Sunday, May 29, 2011

How to convert multi-page HTML e-book for Kindle

Recently I've got link to the interesting e-book Architecture of Open Source applications. Because I prefer to read books on my Kindle and there was no MOBI version I've decided to prepare it myself. Here is step-by-step guide on how to convert multi-page HTML to format suitable for Kindle on your Ubuntu/Debian/Other linux.

Getting data

First of all we need to get HTML/CSS and image files to local machine. On my machine it's as simple as:
$mkdir ~/aosabook; cd ~/aosabook
$wget -I en,images -nd -r -k -l 3 http://www.aosabook.org/en
We want to download all documents recursively but only from en and images directories, don't create directory structure to local copy and replace paths in html documents so they're locally referenced. For more details check man wget.

Convert to single HTML

Now we have all data downloaded in ~/aosabook and to check whether book is readable we just have to open file:///home/aosabook/ in browser.
Because the structure of the web is multi-page, we have to do additional step. Convert the multi page document into single page. I've used htmldoc utility for this.

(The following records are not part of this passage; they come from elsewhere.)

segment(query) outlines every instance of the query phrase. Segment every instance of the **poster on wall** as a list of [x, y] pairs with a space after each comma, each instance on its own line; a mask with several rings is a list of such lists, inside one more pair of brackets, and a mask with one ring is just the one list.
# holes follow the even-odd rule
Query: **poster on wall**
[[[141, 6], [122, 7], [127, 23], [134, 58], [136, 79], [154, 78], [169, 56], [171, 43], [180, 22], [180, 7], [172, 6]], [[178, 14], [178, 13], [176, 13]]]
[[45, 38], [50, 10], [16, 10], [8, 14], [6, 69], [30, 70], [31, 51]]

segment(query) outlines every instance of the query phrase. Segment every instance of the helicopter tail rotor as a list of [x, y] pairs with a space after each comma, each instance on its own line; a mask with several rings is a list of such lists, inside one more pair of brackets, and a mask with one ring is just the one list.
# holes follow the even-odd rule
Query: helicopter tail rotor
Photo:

Run htmldoc and do following:
  • input tab
    • choose Document Type: Book
    • Use add files button to add all html files from ~/aosabook/
    • Select cover image
  • output tab
    • set output to file
    • set output path to ~/aosabook/aosabook.html
    • set output format to html
Play with some other options namely width (set it to 600px for kindle 3) and hit generate.

Convert to Mobi

In order to convert to MOBI format suitable for Kindle, I've just added generated aosabook.html as book to Calibre (you use calibre for your kindle management right?) and clicked on book to convert to Mobi and upload to device.